Improvements Made to Persian Gulf Claims Processing
T-HEHS-98-89: Published: Feb 5, 1998. Publicly Released: Feb 5, 1998.
- Full Report:
Pursuant to a congressional request, GAO discussed the Department of Veterans Affairs' (VA) adjudication of veterans' claims for compensation for undiagnosed illnesses that resulted from their service in the Persian Gulf War, focusing on: (1) VA's efforts to improve Persian Gulf claims processing; and (2) its effect on the readjudication of claims previously denied.

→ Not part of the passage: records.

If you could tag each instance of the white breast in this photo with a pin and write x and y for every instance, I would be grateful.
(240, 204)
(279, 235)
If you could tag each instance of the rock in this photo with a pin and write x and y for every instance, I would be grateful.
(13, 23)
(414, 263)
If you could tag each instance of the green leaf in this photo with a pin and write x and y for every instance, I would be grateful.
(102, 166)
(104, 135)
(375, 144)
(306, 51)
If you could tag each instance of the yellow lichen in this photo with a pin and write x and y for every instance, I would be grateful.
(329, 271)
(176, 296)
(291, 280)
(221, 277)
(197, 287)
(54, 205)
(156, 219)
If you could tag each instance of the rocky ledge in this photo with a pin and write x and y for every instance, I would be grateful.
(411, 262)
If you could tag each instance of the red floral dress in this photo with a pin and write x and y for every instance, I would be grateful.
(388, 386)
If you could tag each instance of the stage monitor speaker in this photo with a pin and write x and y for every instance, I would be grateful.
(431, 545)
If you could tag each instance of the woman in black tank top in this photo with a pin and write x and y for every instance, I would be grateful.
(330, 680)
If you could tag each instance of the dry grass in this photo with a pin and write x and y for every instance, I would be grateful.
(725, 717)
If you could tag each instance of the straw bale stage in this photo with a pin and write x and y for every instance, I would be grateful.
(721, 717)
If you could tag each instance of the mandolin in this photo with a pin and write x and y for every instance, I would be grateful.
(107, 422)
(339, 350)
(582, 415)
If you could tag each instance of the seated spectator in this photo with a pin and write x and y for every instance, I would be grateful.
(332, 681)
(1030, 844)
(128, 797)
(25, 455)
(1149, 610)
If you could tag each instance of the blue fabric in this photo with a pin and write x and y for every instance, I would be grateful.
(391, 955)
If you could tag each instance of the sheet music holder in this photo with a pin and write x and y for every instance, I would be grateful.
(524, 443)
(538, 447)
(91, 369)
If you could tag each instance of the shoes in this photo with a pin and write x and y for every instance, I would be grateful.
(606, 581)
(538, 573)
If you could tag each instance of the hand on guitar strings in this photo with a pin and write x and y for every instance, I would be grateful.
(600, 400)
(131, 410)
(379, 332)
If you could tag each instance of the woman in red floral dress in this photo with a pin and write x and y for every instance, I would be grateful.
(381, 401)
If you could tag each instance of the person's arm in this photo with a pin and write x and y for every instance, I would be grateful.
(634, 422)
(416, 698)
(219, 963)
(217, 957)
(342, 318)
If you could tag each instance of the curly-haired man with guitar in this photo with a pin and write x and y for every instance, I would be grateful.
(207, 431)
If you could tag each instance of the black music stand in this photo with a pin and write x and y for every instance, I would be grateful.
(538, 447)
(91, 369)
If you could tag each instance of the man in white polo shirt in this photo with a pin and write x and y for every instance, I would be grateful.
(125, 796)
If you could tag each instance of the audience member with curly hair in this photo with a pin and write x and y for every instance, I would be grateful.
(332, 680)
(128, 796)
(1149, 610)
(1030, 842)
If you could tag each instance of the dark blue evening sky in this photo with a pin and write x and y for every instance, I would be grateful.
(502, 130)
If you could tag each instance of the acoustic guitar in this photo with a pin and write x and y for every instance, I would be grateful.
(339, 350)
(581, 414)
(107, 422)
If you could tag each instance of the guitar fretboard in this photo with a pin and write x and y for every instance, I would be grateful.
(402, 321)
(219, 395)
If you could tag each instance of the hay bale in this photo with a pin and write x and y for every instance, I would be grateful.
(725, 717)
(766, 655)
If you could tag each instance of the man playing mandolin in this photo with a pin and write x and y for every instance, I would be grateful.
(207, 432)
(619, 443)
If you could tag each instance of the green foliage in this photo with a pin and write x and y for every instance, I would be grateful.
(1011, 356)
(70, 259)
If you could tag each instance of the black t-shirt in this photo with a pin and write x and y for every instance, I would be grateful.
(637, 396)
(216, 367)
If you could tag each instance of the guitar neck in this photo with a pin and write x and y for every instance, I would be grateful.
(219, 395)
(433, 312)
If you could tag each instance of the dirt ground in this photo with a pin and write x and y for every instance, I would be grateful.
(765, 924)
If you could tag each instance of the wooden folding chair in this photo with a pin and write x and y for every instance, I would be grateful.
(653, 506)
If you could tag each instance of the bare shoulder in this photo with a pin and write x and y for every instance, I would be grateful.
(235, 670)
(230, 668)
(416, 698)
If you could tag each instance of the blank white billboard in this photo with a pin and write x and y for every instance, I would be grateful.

GAO noted that: (1) VA has taken steps to help improve its processing of Persian Gulf claims; (2) specifically, in July 1996, VA issued guidance to help ensure that procedures for processing Persian Gulf claims are followed by requiring claims processors to provide veterans with clear and useful information regarding types of evidence that could be used to support their claims; (3) such evidence includes records of medical exams and time lost at work; (4) the guidance also requires claims processors to properly consider these pieces of evidence and thoroughly follow up on information that may support the claims; (5) also, to help improve the timeliness of VA's actions on Persian Gulf claims, in May 1997, VA centralized the processing of those claims from 4 to all 58 of its regional offices and began providing training to regional office staff on processing the claims; (6) because VA only recently began some of the initiatives to help improve the processing of Persian Gulf claims, the full impact of the initiatives is uncertain at this time; (7) however, GAO's follow-up review indicates that VA, for the most part, has followed its procedures in readjudicating the previously denied cases; (8) for example, in all the cases GAO reviewed, VA had provided veterans with a written description of the types of evidence Persian Gulf veterans could use to support their claims; (9) as a result of VA's readjudication of denied claims completed to date, VA granted benefits to about 8 percent of the veterans whose claims were previously denied for undiagnosed conditions; and (10) benefits could include compensation or medical care.